E. Marie Muehe
E. Marie Muehe
Earth System Science
Earth, Energy, and Environmental Sciences
Marie Muehe is a postdoctoral fellow in the Fendorf Lab within the Earth System Science Department at Stanford. Marie is fascinated by the interplay of plants and microorganisms in metal(loid)-contaminated environments. Her work at Stanford ascertains how climate change affects the accumulation of toxic arsenic in rice, and to this end the future production and quality of this global staple. In collaboration with the Carnegie Department of Global Ecology, she realizes highly climate-controlled greenhouse studies. These studies simulate the current and future climate of arsenic-affected rice producing regions in the world. Marie and her colleagues connect rice productivity data to changes in soil and pore water properties and microbial activities. Besides obtaining estimates for future rice production and quality, her work aims at developing successful strategies to decrease arsenic uptake and accumulation in future rice.
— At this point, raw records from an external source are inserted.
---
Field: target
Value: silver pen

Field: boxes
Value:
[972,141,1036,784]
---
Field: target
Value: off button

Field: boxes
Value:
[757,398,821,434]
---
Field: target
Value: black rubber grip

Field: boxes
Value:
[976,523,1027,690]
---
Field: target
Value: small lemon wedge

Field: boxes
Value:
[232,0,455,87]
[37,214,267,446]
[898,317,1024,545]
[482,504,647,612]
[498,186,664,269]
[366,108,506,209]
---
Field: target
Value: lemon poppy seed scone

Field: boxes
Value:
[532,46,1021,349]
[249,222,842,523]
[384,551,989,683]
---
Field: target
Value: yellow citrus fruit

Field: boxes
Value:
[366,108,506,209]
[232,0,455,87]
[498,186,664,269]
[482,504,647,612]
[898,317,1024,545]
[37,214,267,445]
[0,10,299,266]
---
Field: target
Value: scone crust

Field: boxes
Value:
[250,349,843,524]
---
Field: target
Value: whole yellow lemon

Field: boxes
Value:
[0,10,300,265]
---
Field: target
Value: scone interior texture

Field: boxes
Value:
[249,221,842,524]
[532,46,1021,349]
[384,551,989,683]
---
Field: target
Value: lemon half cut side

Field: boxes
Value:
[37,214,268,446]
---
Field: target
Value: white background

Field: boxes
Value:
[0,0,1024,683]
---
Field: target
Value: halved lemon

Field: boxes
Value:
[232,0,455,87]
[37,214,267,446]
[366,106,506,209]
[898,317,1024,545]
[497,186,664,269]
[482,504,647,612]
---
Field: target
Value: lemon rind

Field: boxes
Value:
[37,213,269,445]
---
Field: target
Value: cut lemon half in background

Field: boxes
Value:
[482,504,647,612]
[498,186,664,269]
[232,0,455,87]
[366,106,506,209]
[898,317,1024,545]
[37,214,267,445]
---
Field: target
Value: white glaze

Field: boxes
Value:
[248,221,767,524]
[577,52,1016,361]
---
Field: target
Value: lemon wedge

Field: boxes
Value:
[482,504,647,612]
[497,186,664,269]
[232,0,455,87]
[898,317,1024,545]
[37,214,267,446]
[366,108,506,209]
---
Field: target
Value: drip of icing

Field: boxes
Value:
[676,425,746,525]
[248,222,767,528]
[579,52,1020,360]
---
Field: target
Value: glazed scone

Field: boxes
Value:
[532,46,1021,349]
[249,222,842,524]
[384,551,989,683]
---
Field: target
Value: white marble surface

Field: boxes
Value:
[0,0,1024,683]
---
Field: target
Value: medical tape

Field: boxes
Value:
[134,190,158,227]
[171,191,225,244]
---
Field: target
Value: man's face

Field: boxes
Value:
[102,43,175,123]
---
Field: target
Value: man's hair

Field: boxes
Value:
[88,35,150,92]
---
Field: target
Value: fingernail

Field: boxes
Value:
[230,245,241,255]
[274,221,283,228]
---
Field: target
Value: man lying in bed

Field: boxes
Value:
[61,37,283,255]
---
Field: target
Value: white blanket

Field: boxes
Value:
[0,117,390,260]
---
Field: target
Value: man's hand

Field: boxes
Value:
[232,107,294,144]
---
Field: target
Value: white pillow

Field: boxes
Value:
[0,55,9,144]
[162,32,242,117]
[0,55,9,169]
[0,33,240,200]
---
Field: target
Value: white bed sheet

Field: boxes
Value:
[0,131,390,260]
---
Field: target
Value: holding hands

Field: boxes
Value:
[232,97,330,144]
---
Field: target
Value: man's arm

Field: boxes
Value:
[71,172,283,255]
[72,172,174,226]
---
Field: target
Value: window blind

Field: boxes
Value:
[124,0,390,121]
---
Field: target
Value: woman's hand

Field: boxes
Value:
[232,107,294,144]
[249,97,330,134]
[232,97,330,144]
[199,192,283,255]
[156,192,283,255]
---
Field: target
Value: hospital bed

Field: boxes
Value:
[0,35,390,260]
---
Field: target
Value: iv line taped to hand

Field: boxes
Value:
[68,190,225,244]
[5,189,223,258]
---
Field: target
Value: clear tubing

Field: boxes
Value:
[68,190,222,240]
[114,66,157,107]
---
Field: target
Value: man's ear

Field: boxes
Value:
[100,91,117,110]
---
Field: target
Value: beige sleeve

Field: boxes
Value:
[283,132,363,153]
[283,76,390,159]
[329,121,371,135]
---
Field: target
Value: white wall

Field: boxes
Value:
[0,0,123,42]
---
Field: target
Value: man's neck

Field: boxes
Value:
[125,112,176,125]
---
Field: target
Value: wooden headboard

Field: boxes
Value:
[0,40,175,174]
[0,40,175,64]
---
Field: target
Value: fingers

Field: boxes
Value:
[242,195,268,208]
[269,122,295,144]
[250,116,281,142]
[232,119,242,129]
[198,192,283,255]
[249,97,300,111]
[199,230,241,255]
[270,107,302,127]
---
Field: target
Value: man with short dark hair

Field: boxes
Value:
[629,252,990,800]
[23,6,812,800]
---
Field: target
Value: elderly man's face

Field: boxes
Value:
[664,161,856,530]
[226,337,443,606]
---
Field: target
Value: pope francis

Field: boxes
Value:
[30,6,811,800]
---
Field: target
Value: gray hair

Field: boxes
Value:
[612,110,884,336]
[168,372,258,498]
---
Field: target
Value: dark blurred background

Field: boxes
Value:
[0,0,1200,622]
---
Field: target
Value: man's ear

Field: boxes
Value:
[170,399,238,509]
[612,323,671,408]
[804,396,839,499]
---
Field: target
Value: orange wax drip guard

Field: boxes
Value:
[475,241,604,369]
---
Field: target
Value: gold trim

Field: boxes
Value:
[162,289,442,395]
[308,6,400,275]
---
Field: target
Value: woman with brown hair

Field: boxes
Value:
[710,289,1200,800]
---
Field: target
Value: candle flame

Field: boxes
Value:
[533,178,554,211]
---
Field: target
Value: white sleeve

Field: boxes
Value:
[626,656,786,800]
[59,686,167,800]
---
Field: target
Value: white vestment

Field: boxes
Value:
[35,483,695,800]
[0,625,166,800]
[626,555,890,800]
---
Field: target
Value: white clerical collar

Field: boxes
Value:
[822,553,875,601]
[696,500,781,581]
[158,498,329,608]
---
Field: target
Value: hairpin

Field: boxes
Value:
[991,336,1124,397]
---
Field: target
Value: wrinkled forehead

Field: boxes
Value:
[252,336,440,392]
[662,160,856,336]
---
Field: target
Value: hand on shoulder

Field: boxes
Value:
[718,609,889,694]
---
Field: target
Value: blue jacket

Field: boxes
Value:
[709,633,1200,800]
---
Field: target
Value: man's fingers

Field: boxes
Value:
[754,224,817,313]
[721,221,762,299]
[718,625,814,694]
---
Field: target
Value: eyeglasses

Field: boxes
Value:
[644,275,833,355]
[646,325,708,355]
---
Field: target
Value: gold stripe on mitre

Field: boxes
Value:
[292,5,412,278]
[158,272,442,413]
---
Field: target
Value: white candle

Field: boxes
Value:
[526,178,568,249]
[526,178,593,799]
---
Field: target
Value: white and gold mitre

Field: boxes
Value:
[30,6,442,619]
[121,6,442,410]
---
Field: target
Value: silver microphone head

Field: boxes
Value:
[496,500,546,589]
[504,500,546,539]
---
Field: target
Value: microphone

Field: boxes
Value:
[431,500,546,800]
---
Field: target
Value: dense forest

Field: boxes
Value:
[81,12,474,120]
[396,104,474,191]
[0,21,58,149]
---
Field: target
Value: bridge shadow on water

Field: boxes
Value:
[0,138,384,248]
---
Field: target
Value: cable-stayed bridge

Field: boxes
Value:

Marie obtained her Diplom in Biology from the University of Tübingen, Germany, in 2008. She received a Biotechnica award for outstanding master theses on the interplay of rice and iron-oxidizing bacteria in arsenic-contaminated water. After graduation, Marie became a fellow of the Weltwärts program of the German Federal Ministry for Economic Cooperation and Development with which she volunteered for a year for an environmental protection and education service in South Africa.
In 2009, Marie was awarded a German Federal Environmental Foundation (DBU) fellowship and returned to the University of Tübingen, Germany, for her Ph.D. Within her thesis, she investigated the interaction of metal-accumulating plants and soil bacteria to increase the bioremediation efficiency of cadmium-contaminated soils. Marie graduated in 2014 and became a medalist for First Honors at the University of Tübingen, and received a German-wide dissertation award of the Krber-Foundation. Her appointment at Stanford is consecutively funded by the German Research Foundation and a Marie Sklodowska Curie Individual Global Fellowship of the European Commission.